2011-06-02

Specialization of Trade vs. Compartmentalization of Knowledge

It seems to me that one of the greatest challenges we face in the modern world is the competing priorities of breadth versus depth of knowledge.

Our daily lives and micro- and macro-economic systems have become increasingly specialized for centuries. This specialization of trade has been an economic boon, and is a natural and welcome economic fact. As technology becomes progressively more highly developed, the number of people who possess the knowledge to maintain and improve upon that technology becomes smaller. This was as true of ancient people making fishing nets as it is of software developers and nuclear engineers today.

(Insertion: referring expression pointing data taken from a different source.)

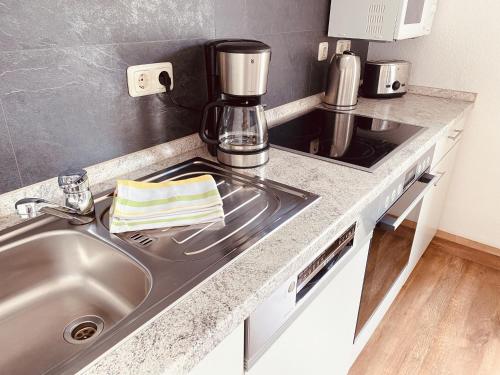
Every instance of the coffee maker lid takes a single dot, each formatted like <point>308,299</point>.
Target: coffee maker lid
<point>243,47</point>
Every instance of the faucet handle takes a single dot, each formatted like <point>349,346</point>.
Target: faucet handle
<point>73,180</point>
<point>27,208</point>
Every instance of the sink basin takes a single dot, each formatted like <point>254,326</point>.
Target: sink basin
<point>69,293</point>
<point>59,291</point>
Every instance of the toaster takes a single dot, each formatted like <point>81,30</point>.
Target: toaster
<point>385,79</point>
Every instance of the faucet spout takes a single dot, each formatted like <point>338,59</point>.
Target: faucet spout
<point>79,208</point>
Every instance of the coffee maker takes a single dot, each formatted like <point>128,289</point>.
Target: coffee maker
<point>234,124</point>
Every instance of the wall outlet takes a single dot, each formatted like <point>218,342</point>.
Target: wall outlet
<point>143,79</point>
<point>323,51</point>
<point>343,45</point>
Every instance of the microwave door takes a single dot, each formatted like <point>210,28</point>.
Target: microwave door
<point>415,18</point>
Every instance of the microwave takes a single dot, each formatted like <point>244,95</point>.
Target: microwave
<point>381,20</point>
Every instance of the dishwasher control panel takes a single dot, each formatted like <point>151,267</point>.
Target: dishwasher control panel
<point>326,259</point>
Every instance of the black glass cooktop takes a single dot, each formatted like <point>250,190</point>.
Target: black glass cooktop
<point>357,141</point>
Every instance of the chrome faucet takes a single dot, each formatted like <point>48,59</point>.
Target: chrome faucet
<point>79,202</point>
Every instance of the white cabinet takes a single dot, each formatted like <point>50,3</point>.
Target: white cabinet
<point>432,207</point>
<point>320,340</point>
<point>226,358</point>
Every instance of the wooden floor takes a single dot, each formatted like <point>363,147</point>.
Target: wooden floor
<point>445,320</point>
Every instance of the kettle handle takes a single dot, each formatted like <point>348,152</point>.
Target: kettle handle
<point>203,127</point>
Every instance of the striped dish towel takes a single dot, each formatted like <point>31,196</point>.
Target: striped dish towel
<point>150,205</point>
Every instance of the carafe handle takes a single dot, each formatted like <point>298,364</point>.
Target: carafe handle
<point>203,127</point>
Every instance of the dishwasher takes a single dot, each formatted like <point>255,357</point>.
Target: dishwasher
<point>288,327</point>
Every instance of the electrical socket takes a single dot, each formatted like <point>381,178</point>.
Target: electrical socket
<point>343,45</point>
<point>323,51</point>
<point>143,79</point>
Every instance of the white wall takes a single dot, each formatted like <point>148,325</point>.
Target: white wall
<point>463,53</point>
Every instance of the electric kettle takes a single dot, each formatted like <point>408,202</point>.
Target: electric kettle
<point>342,88</point>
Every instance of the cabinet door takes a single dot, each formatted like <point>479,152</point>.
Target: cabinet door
<point>432,207</point>
<point>320,340</point>
<point>226,358</point>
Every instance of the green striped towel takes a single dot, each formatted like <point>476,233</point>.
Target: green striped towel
<point>149,205</point>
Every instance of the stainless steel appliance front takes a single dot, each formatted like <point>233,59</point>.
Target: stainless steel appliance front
<point>270,319</point>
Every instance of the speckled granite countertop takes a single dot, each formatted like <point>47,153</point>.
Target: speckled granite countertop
<point>179,337</point>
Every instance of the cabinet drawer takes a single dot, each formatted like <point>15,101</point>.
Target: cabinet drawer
<point>450,139</point>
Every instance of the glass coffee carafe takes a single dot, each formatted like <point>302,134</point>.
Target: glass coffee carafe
<point>242,133</point>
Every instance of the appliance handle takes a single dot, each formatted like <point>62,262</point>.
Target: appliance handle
<point>203,127</point>
<point>390,223</point>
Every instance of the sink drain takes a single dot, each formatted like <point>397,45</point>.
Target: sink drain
<point>83,329</point>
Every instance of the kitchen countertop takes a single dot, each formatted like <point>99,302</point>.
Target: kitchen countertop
<point>175,340</point>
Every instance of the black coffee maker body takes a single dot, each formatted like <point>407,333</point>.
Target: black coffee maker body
<point>233,123</point>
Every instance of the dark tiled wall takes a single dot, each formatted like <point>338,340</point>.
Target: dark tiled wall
<point>63,92</point>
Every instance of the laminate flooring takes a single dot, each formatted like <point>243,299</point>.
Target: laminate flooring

So it should go without saying that if we want society to continue to progress, we can expect ever-more-pervasive specialization of trade. All is well in the world, and aprioristic praxeological reasoning triumphs again, right?

One problem: We can all regale captive audiences with stories from our own personal work experience involving more-senior staff knowing less about actual practical work than more-junior staff, and the inefficiencies that result. The fact of the matter is (and this is pretty logical), the less management understands what's happening at the ground floor, the more inefficiently the firm operates.

Yet management, too, is a specialization of trade. It involves a very specific and very real skill set; Not every great programmer, for example, will turn out to be a great manager of teams of programmers. This is certainly why large organizations hire managers directly out of business school, rather than promoting from, say, the IT department. Thus, we end up with exactly what we see today: armies of young MBAs hired directly into upper level positions simply by virtue of the fact that they have a self-described "management skill set," presumably acquired via their MBA programs.

This is a real question though: Are all these MBAs actually earning their keep? Do we need these folks, or would we be better off cultivating junior staff and grooming them for management?

To me, the answer comes from how much you think a manager needs to know about ground-level operations. Do we need average Joes who are management specialists - much like average Joes who are accounting specialists - or do we need geniuses who are capable of very in-depth knowledge across the full spectrum of company operations?

In my view, we need the geniuses. This ensures a meritocratic workplace that rewards the very best employees and places corporate decision making in their hands. It also prevents silly shortcuts like MBAs. No one should be allowed to make million-dollar decisions just because they went to business school. Decision making power should come from demonstrated knowledge and expertise, that is, if we're interested in good decisions and positive outcomes.

In many ways, the current economic dip is emblematic of the problems associated with relying on MBAs for company expertise. So what's ahead for us? More of the same, or a return to meritocracy?